Reports of National Assembly MPs doing table tours seem to have kicked up quite a rumpus in the House. The day after this newspaper picked up the issue and brought it to the notice of the electorate, the MPs were seen darting about frantically to authenticate their tour details with the accounts. Some of them, “aggrieved and saddened”, and perhaps embarrassed to see their “honourable” names dragged and trampled on the streets came out with clarification soon after. It is unfortunate that our elected representatives had to be reminded of their duties this way.
It now appears, as some MPs suggested earlier, that there were indeed some slip-ups from the Secretariat officials while compiling the report. But we also know that the details were more than once discussed and verified with each MP before putting them on the record. The MPs still had time of almost one year after the report was made public to correct the alleged errors. It is hard to understand why only now the figures look hauntingly uncomfortable to the MPs. When it was first brought to the notice of the Secretariat that some of the MPs could be table touring, the Secretariat said that it would stand by what was reflected in the report and that the MPs passing the buck to the Secretariat is unfair.
If the Secretariat has erred, as it indeed has as in the case of MP Pelzang Wangchuk and MP Dorji Wangdi, it has the moral responsibility to not just own its mistake but also to issue clarifications as to how such blunders occurred. After cross-checking with the accounts, MP Dorji Wangdi now has made claims for 78 days tour. MP Pelzang Wangchuk against whom tour day figure reflected was 273, the Secretariat has clarified that the right figure is 142 days. While the report says that all the MPs have visited their constituency, the report reflects visits made by only 35 of the 47 MPs. These lapses could have been avoided had the auditors been thorough and true to their task. This also calls for a performance audit of the legislature just as is done with the judiciary.

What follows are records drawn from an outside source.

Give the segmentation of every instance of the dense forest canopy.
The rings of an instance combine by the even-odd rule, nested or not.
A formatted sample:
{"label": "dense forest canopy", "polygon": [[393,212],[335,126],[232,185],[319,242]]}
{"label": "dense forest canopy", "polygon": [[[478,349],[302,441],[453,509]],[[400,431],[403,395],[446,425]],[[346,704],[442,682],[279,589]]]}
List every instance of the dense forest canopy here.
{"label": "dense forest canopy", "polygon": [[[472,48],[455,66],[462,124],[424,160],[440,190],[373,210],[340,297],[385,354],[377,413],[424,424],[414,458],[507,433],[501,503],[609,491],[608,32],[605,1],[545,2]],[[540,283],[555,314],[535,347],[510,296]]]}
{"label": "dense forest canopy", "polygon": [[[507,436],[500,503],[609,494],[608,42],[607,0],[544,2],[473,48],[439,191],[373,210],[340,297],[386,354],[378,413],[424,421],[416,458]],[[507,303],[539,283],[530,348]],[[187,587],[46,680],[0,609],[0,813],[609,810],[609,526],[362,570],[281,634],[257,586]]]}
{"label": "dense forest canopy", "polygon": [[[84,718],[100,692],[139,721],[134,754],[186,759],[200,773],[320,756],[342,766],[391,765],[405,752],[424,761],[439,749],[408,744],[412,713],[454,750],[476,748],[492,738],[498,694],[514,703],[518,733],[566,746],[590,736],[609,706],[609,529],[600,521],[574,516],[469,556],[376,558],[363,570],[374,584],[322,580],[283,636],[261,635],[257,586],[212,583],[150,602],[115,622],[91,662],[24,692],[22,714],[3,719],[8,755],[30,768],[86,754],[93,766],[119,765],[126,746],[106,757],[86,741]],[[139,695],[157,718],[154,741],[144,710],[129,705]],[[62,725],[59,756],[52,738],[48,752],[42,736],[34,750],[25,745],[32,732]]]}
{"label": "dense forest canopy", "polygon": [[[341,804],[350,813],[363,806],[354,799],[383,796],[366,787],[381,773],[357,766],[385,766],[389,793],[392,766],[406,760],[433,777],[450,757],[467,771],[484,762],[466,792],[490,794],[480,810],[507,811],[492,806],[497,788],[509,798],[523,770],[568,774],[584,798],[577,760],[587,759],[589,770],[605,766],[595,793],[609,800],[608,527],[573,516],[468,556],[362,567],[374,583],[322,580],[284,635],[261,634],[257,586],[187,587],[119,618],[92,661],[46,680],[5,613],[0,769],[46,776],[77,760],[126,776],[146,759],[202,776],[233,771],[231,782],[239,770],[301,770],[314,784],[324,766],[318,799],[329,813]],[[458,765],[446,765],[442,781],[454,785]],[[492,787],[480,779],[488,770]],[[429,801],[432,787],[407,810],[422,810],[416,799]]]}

Our honourable MPs should know that as public figures their actions are closely watched by the people. Our honourable MPs should have known that once the documents are out in the public, the people will read them carefully. This slap on their faces now is an invitation called by the MPs themselves. Such carelessness and evident slothfulness is the least we expect from our elected representatives.
The trust and image of both the MPs and the Secretariat are at stake. Because mistakes from the Secretariat have tarnished the integrity of the MPs, it is upon the Secretariat to own its shortfalls publicly. The longer the wait, the more damaging it will be for both the Secretariat and the MPs.